2023-05-23 13:26:45,116 SUCC -- --------------------
2023-05-23 13:26:45,116 INFO -- Next steps
2023-05-23 13:26:45,116 INFO -- To add another node to this Ray cluster, run
2023-05-23 13:26:45,117 INFO --   ray start --address=''
2023-05-23 13:26:45,117 INFO -- To connect to this Ray cluster:
2023-05-23 13:26:45,117 INFO -- import ray
2023-05-23 13:26:45,117 INFO -- ray.init()
2023-05-23 13:26:45,117 INFO -- To submit a Ray job using the Ray Jobs CLI:
2023-05-23 13:26:45,117 INFO --   RAY_ADDRESS='<>' ray job submit --working-dir . -- python
2023-05-23 13:26:45,117 INFO -- See <> 
2023-05-23 13:26:45,117 INFO -- for more information on submitting Ray jobs to the Ray cluster.
2023-05-23 13:26:45,117 INFO -- To terminate the Ray runtime, run
2023-05-23 13:26:45,117 INFO --   ray stop
2023-05-23 13:26:45,117 INFO -- To view the status of the cluster, use
2023-05-23 13:26:45,117 INFO --   ray status
2023-05-23 13:26:45,117 INFO -- To monitor and debug Ray, view the dashboard at 
2023-05-23 13:26:45,117 INFO --   ###.###.##.###:8265
2023-05-23 13:26:45,117 INFO -- If connection to the dashboard fails, check your firewall settings and network configuration.
2023-05-23 13:26:45,118 INFO -- --block
2023-05-23 13:26:45,118 INFO -- This command will now block forever until terminated by a signal.
2023-05-23 13:26:45,118 INFO -- Running subprocesses are monitored and a message will be printed if any of them terminate unexpectedly.
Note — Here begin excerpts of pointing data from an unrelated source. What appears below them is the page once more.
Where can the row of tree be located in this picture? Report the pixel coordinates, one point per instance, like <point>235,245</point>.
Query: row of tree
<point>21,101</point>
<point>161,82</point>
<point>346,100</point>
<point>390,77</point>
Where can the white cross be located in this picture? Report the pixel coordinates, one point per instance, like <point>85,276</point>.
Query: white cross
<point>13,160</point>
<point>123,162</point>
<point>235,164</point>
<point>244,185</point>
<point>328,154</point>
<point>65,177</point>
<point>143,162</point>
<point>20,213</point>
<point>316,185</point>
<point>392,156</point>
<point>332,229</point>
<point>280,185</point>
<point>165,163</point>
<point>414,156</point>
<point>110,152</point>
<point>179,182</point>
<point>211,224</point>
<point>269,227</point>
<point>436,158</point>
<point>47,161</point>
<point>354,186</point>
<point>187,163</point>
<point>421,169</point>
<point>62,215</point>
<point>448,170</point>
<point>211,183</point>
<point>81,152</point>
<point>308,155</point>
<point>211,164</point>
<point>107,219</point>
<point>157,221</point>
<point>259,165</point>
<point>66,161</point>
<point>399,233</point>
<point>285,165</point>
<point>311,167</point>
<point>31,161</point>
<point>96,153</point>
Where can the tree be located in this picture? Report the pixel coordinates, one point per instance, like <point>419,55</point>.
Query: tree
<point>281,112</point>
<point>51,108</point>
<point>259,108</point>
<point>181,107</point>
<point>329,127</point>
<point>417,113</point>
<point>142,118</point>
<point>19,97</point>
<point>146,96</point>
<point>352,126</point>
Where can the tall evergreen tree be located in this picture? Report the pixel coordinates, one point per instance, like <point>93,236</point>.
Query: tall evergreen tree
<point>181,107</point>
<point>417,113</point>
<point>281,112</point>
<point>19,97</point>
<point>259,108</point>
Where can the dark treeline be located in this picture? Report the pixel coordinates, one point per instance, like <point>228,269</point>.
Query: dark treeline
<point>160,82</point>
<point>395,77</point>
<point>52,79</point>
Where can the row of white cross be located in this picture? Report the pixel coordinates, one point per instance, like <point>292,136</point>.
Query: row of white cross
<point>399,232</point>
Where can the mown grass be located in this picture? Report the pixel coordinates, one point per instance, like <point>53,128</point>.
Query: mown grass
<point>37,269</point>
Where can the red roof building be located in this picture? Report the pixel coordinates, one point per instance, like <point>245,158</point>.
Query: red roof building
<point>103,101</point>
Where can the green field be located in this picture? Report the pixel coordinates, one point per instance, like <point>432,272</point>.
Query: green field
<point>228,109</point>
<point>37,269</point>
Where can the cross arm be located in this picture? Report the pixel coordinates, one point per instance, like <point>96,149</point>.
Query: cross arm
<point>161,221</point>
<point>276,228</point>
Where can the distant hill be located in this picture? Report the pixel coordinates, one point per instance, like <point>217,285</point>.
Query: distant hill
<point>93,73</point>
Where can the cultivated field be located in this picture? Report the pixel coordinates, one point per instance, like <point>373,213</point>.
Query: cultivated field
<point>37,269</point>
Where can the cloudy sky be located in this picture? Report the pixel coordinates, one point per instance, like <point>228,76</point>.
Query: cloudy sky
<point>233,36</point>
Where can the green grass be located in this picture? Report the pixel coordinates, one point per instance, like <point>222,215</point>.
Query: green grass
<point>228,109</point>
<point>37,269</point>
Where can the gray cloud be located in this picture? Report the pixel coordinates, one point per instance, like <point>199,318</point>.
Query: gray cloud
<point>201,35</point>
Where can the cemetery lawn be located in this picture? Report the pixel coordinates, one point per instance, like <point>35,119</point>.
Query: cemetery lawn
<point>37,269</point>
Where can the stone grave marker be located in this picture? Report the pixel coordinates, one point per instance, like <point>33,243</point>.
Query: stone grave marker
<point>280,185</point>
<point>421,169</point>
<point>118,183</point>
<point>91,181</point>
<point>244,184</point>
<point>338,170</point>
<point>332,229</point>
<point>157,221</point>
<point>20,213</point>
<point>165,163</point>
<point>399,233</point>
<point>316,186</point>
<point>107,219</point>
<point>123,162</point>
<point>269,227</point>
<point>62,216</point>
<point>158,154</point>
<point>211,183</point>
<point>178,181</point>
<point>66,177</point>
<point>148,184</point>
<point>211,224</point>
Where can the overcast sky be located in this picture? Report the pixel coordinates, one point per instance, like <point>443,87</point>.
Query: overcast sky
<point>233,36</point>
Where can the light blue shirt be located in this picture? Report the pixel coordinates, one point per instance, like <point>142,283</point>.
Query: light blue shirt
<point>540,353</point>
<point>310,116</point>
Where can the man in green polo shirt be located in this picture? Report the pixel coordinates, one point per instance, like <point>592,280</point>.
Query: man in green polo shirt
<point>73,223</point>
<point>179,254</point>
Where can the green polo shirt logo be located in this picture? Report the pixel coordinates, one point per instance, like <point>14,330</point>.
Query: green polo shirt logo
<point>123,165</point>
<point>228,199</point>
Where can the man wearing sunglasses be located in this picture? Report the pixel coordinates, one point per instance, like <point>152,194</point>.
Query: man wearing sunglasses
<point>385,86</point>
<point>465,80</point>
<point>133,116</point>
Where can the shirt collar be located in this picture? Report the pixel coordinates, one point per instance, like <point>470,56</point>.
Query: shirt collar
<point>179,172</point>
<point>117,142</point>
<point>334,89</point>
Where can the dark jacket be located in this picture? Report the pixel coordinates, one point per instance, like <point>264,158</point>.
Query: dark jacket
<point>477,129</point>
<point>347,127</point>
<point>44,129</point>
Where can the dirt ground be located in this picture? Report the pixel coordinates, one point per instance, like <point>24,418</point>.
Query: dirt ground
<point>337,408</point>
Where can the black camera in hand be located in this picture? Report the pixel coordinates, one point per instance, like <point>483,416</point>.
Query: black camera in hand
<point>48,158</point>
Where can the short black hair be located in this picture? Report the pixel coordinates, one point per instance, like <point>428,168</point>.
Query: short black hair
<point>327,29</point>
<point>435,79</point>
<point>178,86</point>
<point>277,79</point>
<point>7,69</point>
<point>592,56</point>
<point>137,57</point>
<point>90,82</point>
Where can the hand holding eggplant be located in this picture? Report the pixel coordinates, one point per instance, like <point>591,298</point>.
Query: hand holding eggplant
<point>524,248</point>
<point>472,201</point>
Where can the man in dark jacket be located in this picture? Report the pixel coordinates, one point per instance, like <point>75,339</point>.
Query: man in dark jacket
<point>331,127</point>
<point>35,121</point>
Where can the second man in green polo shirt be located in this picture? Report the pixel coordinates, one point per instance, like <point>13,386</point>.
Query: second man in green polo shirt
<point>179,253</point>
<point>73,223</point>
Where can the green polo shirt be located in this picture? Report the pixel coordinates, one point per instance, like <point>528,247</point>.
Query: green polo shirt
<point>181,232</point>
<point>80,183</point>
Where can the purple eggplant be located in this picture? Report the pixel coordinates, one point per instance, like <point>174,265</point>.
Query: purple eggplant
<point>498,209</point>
Subprocesses exit with SIGTERM will be treated as graceful, thus NOT reported.

Kevin Su

06/01/2023, 6:42 PM
did you build an image for your ray task?

Peter Klingelhofer

06/02/2023, 2:15 PM
Yes, I've been building an image for my ray tasks and pushing it to an AWS repository, and registering the workflows with that image. I just tried to build that example image you linked and I'm still getting the same result. Jobs Queue and then get to Running status but there are no logs to indicate why they are stalling and not completing.